An exporter finds that he is unable to export on the due date but expects to do so in about two months. An importer is unable to pay on the due date but is confident on making payment a month later. In both these cases they may approach their bank with whom they have entered into forward contracts to postpone the due date of the contract. Such postponement of the date of delivery under a forward contract is known as the extension of forward contract.
Until recently the practice was to extend the contract at the original rate quoted to the customer and recover from him charges for extension. The Reserve Bank has directed that, with effect from 16.1.95, when a forward contract is sought to be extended, it shall be cancelled and re-booked for the new delivery period at the prevailing exchange rates.

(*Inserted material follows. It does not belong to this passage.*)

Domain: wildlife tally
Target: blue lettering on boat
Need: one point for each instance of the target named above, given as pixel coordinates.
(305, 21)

FEDAI has clarified that it would not be necessary to load exchange margins when both the cancellation and re-booking of forward contracts are undertaken simultaneously. Therefore, the cancellation will be done at the inter-bank rates rather than the merchant rates since no exchange margin need be recovered on cancellation. The inter-bank rate may be rounded off to the advantage of the bank as otherwise it may result in a loss to the bank.
Similarly the rate for the re-booked contract will be quoted as for any new contract, but without loading exchange margin. The rate may again be rounded off to the advantage of the bank to avoid loss on this count. Further only a flat charge of Rs. 100 (minimum) should be recovered and not Rs. 250 as in the case of booking a new contract.